朝倉海選手が110秒TKOでUFC初白星 会心の復活劇にマカオ熱狂「自分の強さを証明したかった」
総合格闘家の朝倉海選手が5月30日、中国・マカオで開催された「UFCファイトナイト・マカオ」のバンタム級マッチに出場し、キャメロン・スモザーマン選手(米国)を1ラウンド1分50秒TKOで撃破。UFC参戦3戦目にして待望の初勝利を挙げた。
約2年半ぶりとなる白星をつかんだ朝倉海選手は、試合後のインタビューで感情を抑えきれず涙。「この試合で、自分がどれだけ強いかを証明したかった。それを見せることができて本当に良かった」と英語で語り、会場からは大歓声が巻き起こった。
試合は開始直後から朝倉海選手が主導権を握った。得意のカーフキックで距離感を支配すると、鋭いパンチを次々とヒット。最後は左フックを軸にしたコンビネーションでダウンを奪い、そのままパウンドを連打。レフェリーが試合を止め、わずか110秒で決着がついた。
これまでUFCでは苦しい戦いが続いていた。
2024年12月のデビュー戦では、前フライ級王者アレッシャンドリ・パントージャ選手とのタイトル戦に抜てきされるも一本負け。続くティム・エリオット選手戦でもギロチンチョークに屈し、2連敗を喫していた。
再起をかけた今回、朝倉海選手は本来の適正階級とされるバンタム級へ戻し、チーム体制も刷新。
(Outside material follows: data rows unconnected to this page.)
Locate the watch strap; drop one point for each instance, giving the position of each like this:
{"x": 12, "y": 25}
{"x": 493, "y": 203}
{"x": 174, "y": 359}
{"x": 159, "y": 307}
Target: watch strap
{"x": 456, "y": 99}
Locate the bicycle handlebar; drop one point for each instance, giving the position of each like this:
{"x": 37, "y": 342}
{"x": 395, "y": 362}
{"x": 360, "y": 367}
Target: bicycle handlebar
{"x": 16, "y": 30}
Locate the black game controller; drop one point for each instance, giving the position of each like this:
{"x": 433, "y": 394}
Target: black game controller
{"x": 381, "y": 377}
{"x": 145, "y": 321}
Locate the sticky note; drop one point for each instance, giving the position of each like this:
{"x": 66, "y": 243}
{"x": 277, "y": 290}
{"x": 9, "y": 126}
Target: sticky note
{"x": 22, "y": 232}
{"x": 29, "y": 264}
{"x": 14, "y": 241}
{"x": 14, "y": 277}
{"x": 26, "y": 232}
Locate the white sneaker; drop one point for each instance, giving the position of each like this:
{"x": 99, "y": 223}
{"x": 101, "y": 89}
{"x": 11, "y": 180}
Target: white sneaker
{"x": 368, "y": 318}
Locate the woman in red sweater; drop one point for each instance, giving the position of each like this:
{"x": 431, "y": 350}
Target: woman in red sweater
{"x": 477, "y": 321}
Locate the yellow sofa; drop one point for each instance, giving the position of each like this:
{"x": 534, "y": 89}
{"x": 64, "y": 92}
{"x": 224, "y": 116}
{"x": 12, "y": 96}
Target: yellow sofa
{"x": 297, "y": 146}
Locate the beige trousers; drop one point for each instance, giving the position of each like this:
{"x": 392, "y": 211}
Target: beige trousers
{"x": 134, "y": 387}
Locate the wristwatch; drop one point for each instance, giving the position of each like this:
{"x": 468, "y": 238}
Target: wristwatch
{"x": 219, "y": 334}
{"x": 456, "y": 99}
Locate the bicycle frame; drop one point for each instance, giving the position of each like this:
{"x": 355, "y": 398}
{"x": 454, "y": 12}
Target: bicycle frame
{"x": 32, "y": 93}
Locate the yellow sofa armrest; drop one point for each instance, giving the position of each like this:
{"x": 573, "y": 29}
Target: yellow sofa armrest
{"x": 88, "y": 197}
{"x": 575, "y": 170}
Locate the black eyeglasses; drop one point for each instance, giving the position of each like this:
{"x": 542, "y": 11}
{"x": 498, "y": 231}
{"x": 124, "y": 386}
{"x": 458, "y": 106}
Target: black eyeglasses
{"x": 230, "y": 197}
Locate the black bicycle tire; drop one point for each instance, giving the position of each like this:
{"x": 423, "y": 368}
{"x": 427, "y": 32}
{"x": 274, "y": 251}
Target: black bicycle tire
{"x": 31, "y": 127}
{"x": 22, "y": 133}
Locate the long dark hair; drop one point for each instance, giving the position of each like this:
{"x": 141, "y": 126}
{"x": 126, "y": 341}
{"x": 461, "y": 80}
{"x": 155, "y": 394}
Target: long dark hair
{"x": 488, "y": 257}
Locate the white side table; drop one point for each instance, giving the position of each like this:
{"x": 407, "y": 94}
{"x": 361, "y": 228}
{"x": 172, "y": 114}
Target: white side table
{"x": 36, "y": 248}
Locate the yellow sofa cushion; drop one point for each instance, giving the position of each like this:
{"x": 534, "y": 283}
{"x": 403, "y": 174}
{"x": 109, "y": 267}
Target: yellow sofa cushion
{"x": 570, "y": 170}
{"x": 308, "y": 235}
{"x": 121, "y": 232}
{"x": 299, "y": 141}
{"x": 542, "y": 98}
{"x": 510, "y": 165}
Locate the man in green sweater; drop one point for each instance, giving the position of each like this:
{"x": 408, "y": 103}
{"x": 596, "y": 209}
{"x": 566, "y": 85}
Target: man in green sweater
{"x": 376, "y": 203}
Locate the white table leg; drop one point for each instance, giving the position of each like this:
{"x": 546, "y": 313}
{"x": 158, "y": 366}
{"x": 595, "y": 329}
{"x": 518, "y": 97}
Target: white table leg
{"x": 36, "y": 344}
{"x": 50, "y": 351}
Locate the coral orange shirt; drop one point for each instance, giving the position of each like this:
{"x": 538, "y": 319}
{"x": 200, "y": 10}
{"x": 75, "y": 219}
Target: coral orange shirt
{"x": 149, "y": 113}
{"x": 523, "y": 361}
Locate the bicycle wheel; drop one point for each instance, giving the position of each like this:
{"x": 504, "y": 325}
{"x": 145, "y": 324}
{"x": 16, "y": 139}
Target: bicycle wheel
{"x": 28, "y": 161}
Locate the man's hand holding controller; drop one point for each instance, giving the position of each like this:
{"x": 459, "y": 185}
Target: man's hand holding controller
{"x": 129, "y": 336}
竹浦正起コーチ、小倉將裕コーチに加え、元UFCファイターの金原正徳氏をヘッドコーチとして迎え入れるなど、万全の準備を整えていた。
その成果は、試合内容にも色濃く表れた。
鋭さを増した打撃、迷いのない踏み込み、
そしてフィニッシュまで一気に仕留め切る爆発力。
敗戦続きで背負っていた重圧を吹き飛ばすような圧巻のパフォーマンスだった。
試合後、オクタゴンを後にした朝倉海選手のもとには、客席で観戦していた兄・朝倉未来選手が駆け寄り、笑顔でグータッチとハグ。
苦しい時期を支えてきた兄弟の絆に、会場からは再び大きな拍手が送られた。
朝倉海選手はインタビューの最後に「自分の打撃は世界一だと思っている」と力強く宣言。悲願のUFC初勝利を手にした“路上の伝説”が、
ここから再び世界の頂点へ歩み始める。